Le sujet n’échappe pas à certains biais, poursuit-elle : «Sur la pauvreté des enfants, on va porter un regard particulier, souvent misérabiliste, en se focalisant sur leur devenir, avec cette peur que suscite l’enfant pauvre, que l’on lie souvent à un enfant délinquant, en échec scolaire. On ne va pas s’intéresser à sa vie au quotidien.» Là n’est pas le seul écueil : «Ces familles ne sont pas invisibles, mais leur pauvreté l’est. Envers elles, l’approche est souvent relationnelle, psychologique. Ce qui est important, mais insuffisant. Il faut une approche autour de l’environnement. On va, par exemple, traiter l’alcoolisme d’un parent, mais cela ne suffit pas pour transformer leur logement en quelque chose de vivable.»

Cette multiplicité de conséquences de la pauvreté sur les conditions de vie des pauvres, le gouvernement l’a identifiée. C’est une réponse au spectre large qu’il promet au travers du comité interministériel à l’enfance lancé le 21 novembre, qui marque, selon la Première ministre, Elisabeth Borne, «un coup d’accélérateur en faveur de l’enfance». Objectif, selon l’exécutif : «Faire que chaque enfant ait les mêmes chances, où qu’il naisse.» Pour cela, plusieurs ministères sont mobilisés : Intérieur, Justice, Santé, Logement, Education, Handicap, Travail, Collectivités territoriales… La secrétaire d’Etat chargée de l’enfance, Charlotte Caubel, assure l’animation de cette instance.

Constat d’échec

De quoi répondre en partie aux attentes des associations qui plaident pour une stratégie globale et réclament toujours un ministère de plein exercice autour de la protection de l’enfance, ce qu’elles n’ont pas obtenu, malgré les promesses de campagne d’Emmanuel Macron d’en faire une «grande cause nationale». La réponse apportée par les politiques publiques est, en effet, jugée inadaptée par nombre d’observateurs. Louis Maurin, le président de l’Observatoire des inégalités, juge qu’il existe un «grand décalage entre la réalité sociale et les politiques mises en place. Il n’est pas possible de dire qu’il n’y a pas de préoccupation, mais ce n’est pas à la hauteur. Cela ne correspond pas aux besoins sociaux les plus forts». Lui, comme les autres, insiste : «Ce sont d’abord les parents qui sont pauvres.»

Des promesses, il y en a eu. La stratégie nationale de lutte contre la pauvreté, lancée en 2018, a pris fin sur un constat d’échec. Le rapport d’évaluation publié cet été par France stratégie qualifie ses résultats de «limités» et constate que seules 4 des 35 mesures «ont été intégralement mises en œuvre». Le gouvernement a esquissé la suite en lançant une concertation avec les collectivités et les associations et en annonçant un «pacte des solidarités» avec quatre axes.
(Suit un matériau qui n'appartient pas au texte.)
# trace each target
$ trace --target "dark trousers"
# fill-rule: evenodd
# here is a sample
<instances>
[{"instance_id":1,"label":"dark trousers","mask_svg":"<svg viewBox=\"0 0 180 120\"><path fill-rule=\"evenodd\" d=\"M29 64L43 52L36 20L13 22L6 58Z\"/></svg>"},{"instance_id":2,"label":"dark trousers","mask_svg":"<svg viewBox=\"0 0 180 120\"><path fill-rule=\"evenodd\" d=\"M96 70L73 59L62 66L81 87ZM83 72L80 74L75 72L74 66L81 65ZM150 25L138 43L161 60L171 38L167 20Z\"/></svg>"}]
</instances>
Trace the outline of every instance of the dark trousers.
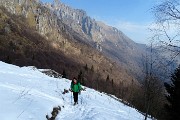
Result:
<instances>
[{"instance_id":1,"label":"dark trousers","mask_svg":"<svg viewBox=\"0 0 180 120\"><path fill-rule=\"evenodd\" d=\"M78 92L73 92L74 102L78 102Z\"/></svg>"}]
</instances>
Et pour «traiter l’urgence», la Première ministre a indiqué fin novembre à l’Assemblée nationale que 2,3 millions de ménages modestes recevront une prime de Noël. Un nouveau chèque, après les indemnités inflation, chèques énergie, et autres primes de rentrée. Les mesures de soutien aux plus pauvres depuis le début de la pandémie ont certes été amplifiées, mais privilégier les aides exceptionnelles par rapport à des mesures pérennes est devenu une habitude.
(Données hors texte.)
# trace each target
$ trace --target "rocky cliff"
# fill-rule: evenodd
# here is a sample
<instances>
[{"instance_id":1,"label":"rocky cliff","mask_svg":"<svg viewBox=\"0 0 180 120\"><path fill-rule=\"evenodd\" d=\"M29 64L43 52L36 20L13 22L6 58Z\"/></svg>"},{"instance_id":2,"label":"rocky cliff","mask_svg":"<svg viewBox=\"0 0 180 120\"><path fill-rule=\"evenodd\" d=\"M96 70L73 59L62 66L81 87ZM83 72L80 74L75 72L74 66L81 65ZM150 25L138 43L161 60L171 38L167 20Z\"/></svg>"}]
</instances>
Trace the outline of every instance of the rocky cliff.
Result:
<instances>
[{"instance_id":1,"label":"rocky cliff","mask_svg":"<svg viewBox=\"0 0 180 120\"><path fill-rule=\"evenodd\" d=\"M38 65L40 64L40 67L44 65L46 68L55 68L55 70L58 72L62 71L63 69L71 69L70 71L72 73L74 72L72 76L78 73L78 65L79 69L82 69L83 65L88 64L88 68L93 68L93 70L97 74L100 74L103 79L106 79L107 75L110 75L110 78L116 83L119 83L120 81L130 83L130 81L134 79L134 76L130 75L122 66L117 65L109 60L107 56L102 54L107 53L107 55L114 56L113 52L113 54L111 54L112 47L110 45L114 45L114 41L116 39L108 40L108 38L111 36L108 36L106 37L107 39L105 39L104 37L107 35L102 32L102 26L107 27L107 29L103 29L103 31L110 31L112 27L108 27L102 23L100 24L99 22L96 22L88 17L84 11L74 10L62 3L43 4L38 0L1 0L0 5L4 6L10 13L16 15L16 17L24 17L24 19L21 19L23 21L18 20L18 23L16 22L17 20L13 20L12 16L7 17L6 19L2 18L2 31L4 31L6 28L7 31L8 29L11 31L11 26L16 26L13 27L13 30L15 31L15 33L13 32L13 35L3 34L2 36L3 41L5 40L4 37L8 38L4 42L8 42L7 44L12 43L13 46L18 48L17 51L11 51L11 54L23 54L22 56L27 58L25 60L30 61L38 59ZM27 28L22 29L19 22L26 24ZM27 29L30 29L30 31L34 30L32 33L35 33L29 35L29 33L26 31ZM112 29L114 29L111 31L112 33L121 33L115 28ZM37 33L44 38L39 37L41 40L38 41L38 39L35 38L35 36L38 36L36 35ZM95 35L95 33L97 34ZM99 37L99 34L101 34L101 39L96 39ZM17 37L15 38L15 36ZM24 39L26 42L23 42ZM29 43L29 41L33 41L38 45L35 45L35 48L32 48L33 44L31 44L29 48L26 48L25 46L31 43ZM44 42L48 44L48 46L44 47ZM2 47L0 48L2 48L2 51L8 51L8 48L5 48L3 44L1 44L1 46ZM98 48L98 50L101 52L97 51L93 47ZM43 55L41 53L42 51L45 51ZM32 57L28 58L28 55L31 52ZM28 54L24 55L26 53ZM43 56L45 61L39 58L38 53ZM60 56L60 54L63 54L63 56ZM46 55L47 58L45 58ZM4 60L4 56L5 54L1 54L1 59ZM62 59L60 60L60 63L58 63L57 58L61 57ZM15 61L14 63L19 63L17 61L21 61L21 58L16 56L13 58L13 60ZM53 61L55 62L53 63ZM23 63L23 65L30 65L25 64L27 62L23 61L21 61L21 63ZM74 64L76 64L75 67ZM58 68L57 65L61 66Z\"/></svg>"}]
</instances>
La réponse gouvernementale ne peut être efficace sans moyens, et sur ce point, les associations restent aussi dubitatives. Face à l’inflation, des solutions doivent être apportées au plus vite pour prévenir un «drame social», alerte le Secours catholique. Pour ne pas seulement «gérer la pauvreté» mais «permettre aux gens de s’en sortir», celui-ci réclame une revalorisation des minima sociaux à 40 % du revenu médian et des bas salaires et un droit effectif à l’emploi pour les chômeurs de longue durée. A quelques semaines de l’entrée en vigueur de la nouvelle réforme de l’assurance chômage qui va réduire la durée d’indemnisation des demandeurs d’emploi, le Secours catholique appelle le gouvernement «à mesurer l’impact de toutes les décisions de politique publique sur les plus pauvres», souvent «hors de radar». Et sur leurs enfants.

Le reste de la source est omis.